La Wallonie surveille de près sa dette financière. Mais une autre dette, invisible, s’accumule au détriment des générations futures.
La Wallonie se serre la ceinture. Le budget initial 2026 prévoit plusieurs centaines de millions d’euros d’économies structurelles, un solde encore déficitaire, et le 21 avril dernier l’agence Moody’s a abaissé la note de crédit de la Région. Dans ce contexte, une ligne du budget est toujours la première que l’on rabote, parce qu’elle ne déclenche aucune protestation immédiate : l’investissement. C’est humainement compréhensible. C’est économiquement une erreur.
Pour rappel, l’investissement public belge est, avec celui de l’Allemagne, l’un des plus faibles de la zone euro. Depuis la fin des années 1980, il fluctue autour de 2 à 2,5 % du PIB – à peine de quoi compenser l’usure naturelle de notre patrimoine collectif, selon la Banque nationale de Belgique.
Car il existe deux dettes, et nous n’en regardons qu’une. La dette financière est chiffrée, suivie, notée par les agences. Mais une seconde dette s’accumule en silence, chaque fois qu’un pont, une école, une station d’épuration ou une route vieillit sans être entretenu : une « dette cachée » qui n’apparaît dans aucun tableau budgétaire. Elle ne pèse pas sur nous aujourd’hui – elle pèsera demain sur nos enfants, qui la rembourseront au prix fort, en réparations d’urgence et en infrastructures dégradées. Reporter un investissement n’est pas une économie : c’est transférer une facture, majorée, à la génération suivante.
D’où deux principes simples. Toutes les dépenses ne se valent pas : payer des intérêts est une charge ; rénover un pont est un actif qui servira des décennies. Une « règle d’or budgétaire » devrait protéger l’investissement productif des coups de rabot, comme un ménage distingue ses charges courantes de son crédit immobilier. Et cela suppose une comptabilité patrimoniale publique fiable : on ne rembourse pas – ni même ne perçoit – une dette que l’on refuse de mesurer.

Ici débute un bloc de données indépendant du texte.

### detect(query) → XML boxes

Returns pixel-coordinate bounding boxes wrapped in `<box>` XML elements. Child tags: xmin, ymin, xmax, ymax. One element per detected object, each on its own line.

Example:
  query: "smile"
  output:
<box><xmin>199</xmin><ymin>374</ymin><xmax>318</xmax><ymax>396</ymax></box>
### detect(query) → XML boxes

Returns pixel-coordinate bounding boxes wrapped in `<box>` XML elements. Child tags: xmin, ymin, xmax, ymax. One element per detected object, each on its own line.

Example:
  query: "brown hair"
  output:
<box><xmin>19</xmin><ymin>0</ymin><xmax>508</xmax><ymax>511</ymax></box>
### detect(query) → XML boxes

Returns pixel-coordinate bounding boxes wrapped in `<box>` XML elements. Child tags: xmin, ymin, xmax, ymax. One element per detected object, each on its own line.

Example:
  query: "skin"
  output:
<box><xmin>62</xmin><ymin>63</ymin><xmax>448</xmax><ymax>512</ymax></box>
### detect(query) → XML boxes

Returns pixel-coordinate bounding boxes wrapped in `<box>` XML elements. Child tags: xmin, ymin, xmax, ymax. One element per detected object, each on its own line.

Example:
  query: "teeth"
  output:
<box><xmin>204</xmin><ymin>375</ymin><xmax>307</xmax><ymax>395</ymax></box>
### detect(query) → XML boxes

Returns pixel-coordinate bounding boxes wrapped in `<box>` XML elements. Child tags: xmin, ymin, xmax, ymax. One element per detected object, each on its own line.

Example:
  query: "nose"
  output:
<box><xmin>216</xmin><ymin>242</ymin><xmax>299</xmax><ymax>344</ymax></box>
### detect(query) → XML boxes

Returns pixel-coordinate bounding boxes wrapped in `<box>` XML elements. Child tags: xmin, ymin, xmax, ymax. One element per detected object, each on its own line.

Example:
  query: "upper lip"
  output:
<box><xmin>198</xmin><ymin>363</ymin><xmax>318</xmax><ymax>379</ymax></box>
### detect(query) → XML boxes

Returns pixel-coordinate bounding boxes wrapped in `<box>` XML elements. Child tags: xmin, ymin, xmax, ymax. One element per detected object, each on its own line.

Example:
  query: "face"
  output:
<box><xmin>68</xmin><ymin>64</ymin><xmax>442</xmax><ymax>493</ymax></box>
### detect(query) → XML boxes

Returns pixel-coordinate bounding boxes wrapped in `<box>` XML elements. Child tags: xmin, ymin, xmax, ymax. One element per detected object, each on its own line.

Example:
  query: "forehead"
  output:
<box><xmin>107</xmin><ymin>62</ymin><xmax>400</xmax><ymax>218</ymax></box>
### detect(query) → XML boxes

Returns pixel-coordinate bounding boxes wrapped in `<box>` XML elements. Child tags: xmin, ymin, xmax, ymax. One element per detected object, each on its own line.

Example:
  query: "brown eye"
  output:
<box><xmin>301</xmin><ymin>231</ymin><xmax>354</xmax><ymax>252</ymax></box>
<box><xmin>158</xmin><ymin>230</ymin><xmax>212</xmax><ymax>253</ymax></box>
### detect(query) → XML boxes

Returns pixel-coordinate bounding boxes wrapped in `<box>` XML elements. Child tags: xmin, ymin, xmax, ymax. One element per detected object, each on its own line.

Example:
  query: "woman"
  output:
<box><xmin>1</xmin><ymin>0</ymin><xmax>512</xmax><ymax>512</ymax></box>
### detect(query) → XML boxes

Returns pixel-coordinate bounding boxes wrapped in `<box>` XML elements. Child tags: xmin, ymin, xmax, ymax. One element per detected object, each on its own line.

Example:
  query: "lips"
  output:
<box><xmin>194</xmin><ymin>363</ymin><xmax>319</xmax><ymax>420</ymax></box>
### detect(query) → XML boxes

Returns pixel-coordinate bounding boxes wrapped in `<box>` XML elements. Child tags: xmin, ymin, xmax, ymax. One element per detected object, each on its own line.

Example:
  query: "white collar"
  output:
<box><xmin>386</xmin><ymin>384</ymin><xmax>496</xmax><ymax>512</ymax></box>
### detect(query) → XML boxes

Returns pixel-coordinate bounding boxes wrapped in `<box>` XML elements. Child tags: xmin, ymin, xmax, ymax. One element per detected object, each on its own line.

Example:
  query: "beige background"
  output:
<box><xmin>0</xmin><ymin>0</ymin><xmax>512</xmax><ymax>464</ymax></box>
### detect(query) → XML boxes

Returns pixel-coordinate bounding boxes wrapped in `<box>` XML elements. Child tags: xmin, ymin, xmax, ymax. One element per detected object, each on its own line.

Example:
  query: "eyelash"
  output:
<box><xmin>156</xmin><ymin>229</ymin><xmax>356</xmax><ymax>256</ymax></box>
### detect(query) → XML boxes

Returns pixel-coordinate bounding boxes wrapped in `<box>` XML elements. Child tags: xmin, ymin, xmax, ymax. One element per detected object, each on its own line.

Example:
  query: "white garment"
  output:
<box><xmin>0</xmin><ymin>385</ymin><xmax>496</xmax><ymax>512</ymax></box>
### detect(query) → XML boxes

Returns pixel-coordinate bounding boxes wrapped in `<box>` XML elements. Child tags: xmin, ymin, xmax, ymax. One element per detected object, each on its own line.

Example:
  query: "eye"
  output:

L’infrastructure de demain, du reste, n’est plus seulement du béton : elle est résiliente face au climat, sobre en énergie et de plus en plus numérique. La maintenance préventive – entretenir avant de devoir réparer – évite les défaillances les plus coûteuses. Investir, ce n’est donc pas dépenser plus ; c’est dépenser mieux, et plus tôt.
Et l’urgence n’est pas que comptable. Les carnets de commande du génie civil ont reculé de 17 % en un an : ce sont des milliers d’emplois qui sont en jeu – des emplois locaux, ancrés dans nos communes, qui ne se délocalisent pas. Chaque chantier reporté, c’est de l’activité, des recettes et des savoir-faire qui s’effacent ici, chez nous.
Les solutions existent, et elles ne reposent pas que sur le budget régional. Les entreprises ont d’abord besoin de prévisibilité : un programme pluriannuel d’investissements, clair et stable, permet de planifier, de former et d’embaucher. La Wallonie peut ensuite mobiliser une ressource considérable qui dort à ses portes : l’épargne. En activant des partenariats public-privé bien conçus, cette épargne privée peut financer les infrastructures wallonnes plutôt que de sommeiller sur des comptes, au bénéfice partagé de l’épargnant et de la collectivité.
Que les choses soient claires : Embuild Wallonie ne demande pas de dépenser sans compter. Nous demandons de ne pas confondre rigueur et renoncement. La rigueur véritable, c’est aussi celle qui refuse de léguer une dette cachée à ses enfants. Investir aujourd’hui, c’est l’assurance de ne pas payer – et de ne pas faire payer – beaucoup plus cher demain.